Entreprendre, c’est naviguer entre l’opérationnel, le management, la stratégie… Dès que l’entreprise compte plus de cinq salariés, il faut songer à déléguer avant de s’épuiser. “Combien d’entrepreneurs traitent les tâches particulièrement chronophages comme l’administratif en dehors des heures de bureau ?”, poursuit le pionnier de l'e-commerce, qui a toujours misé sur le recrutement de ce qu’il appelle des “personnes ressources”, pour prendre le relai.
Soigner ses recrutements
"Il y a un moment où il faut découper les tâches, se poser et déléguer”, renchérit en effet Marine Charrier. “Mon associé et moi-même avons fini par recruter un attaché de direction qui nous décharge de l’administratif et qui a une vision analytique des choses.
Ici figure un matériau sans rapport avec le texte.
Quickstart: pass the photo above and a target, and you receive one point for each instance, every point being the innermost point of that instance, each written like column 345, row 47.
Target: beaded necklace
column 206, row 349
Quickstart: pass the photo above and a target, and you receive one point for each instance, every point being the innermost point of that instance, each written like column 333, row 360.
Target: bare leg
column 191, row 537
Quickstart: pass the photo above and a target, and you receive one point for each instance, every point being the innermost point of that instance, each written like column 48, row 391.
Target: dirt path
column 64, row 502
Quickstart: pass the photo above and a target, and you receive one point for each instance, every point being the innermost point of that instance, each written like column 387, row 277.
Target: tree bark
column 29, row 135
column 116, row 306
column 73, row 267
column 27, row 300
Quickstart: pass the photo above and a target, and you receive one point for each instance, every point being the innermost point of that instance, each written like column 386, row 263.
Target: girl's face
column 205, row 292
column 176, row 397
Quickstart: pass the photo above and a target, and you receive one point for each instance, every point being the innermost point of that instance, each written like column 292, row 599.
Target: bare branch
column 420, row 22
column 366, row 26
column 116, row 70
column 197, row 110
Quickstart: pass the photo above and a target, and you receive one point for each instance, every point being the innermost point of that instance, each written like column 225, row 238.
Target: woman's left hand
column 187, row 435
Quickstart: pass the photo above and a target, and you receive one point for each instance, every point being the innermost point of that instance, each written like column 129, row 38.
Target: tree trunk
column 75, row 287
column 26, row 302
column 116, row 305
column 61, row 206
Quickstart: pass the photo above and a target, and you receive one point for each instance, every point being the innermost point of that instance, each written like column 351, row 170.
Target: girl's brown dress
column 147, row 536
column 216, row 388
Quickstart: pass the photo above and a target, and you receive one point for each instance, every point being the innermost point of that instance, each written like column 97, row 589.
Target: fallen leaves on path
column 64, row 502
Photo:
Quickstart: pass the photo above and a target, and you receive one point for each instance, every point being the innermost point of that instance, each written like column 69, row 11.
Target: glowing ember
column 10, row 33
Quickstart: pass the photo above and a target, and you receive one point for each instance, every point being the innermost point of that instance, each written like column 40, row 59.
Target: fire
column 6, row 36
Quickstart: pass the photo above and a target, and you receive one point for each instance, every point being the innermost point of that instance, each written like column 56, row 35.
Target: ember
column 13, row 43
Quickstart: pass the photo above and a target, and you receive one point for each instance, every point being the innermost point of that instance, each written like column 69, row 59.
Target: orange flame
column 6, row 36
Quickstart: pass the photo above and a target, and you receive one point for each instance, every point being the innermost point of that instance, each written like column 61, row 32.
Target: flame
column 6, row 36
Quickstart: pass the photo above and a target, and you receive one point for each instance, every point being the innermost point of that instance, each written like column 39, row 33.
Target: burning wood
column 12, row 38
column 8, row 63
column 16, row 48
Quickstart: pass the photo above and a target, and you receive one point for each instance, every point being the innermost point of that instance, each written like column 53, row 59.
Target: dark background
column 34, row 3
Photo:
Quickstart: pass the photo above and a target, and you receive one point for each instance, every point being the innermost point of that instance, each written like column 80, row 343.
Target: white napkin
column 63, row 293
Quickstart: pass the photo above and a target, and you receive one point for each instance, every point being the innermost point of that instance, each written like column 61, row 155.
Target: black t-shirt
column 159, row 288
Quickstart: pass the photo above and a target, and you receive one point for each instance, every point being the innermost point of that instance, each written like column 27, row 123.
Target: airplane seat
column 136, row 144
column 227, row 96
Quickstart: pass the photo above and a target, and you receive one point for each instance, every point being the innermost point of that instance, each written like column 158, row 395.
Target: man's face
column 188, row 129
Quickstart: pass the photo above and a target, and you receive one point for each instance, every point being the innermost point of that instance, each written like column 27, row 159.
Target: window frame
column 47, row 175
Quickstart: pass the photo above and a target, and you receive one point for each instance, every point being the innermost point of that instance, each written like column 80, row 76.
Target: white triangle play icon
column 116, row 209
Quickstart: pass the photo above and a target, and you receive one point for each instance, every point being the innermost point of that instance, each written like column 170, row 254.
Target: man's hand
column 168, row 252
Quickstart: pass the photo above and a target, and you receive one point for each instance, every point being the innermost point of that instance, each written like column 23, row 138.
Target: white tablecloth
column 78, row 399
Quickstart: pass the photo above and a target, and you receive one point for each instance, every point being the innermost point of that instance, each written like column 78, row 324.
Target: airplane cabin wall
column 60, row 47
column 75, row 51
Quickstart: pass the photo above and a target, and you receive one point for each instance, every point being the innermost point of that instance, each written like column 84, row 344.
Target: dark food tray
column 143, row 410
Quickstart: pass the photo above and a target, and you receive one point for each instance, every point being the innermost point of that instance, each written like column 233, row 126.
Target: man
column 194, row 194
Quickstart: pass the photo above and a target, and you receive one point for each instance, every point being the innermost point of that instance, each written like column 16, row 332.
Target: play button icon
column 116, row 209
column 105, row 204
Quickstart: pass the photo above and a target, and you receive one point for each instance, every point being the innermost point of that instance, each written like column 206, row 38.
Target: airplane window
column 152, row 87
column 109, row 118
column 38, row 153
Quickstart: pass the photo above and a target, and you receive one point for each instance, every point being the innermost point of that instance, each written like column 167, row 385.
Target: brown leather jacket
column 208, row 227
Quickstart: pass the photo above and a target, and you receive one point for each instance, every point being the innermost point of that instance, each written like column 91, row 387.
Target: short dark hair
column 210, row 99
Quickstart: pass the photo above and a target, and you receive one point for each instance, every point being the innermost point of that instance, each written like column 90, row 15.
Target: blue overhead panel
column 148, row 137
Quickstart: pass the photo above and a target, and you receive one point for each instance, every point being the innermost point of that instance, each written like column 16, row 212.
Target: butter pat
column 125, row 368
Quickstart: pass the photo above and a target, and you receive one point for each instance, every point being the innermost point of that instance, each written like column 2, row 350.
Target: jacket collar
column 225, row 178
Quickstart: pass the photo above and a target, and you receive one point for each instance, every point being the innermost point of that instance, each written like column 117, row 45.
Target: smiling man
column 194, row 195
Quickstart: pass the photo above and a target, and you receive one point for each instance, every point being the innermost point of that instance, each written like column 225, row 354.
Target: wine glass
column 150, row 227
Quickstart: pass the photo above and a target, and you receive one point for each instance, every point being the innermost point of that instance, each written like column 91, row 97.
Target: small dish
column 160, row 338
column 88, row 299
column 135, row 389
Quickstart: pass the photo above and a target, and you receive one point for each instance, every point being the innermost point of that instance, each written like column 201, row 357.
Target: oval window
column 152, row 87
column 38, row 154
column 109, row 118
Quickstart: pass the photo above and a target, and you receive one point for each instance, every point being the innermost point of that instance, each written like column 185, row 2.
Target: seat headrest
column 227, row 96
C’est devenu une personne de confiance qui a changé notre quotidien !"
Pour la cheffe d’entreprise, les mauvais recrutements restent le meilleur moyen de couler sa boîte. "Il faut pouvoir s’appuyer sur des gens qui ont cet esprit d’intrapreneuriat et accorder de l’importance aux soft skills."
Accepter les moments de déséquilibre
Deuil, maladie, coup de foudre, levée de fonds, baisse d’activité, crise sanitaire… Tout ne peut être anticipé. Une équipe soudée, une famille à l’écoute, une volonté ne suffisent pas toujours. Pour faire face aux périodes d’instabilité, Patrick Jacquemin a toujours tenté de prendre du recul : "Il nous est arrivé, avec mon associé, d’accepter de prendre du temps et de nous isoler dix jours pour travailler à une nouvelle stratégie." Surtout, souligne la fondatrice de Polytopoly, qui se dit loin d’être exemplaire, "il faut accepter les moments de déséquilibre. Créer une startup, c’est faire un marathon au rythme du sprint. Une levée de fonds surmène. Entreprendre, c’est s’adapter sans cesse pour garder le cap sur ses ambitions, qu’elles soient professionnelles ou personnelles."
Pour concilier vie pro et perso, il n’y a donc pas de recette miracle, d’autant plus que l’équilibre dépend des besoins de chacun. Coach de carrière et autrice de “Working mum”, Bérangère Touchemann recommande aussi, toute une série de petites astuces qui peuvent aider à prendre du recul et à accepter les aléas du travail : la déconnexion, le temps pour soi, l’hygiène de vie, la capacité à refuser et… la révision de ses exigences envers soi-même. Sachant que la première marche vers un meilleur équilibre entre ces deux univers très prenants, souligne l’experte, est d’abord de cesser de culpabiliser, quand on n’excelle pas dans l’un et dans l'autre, dans une alchimie toute instagrammable, certes, mais rarement réelle.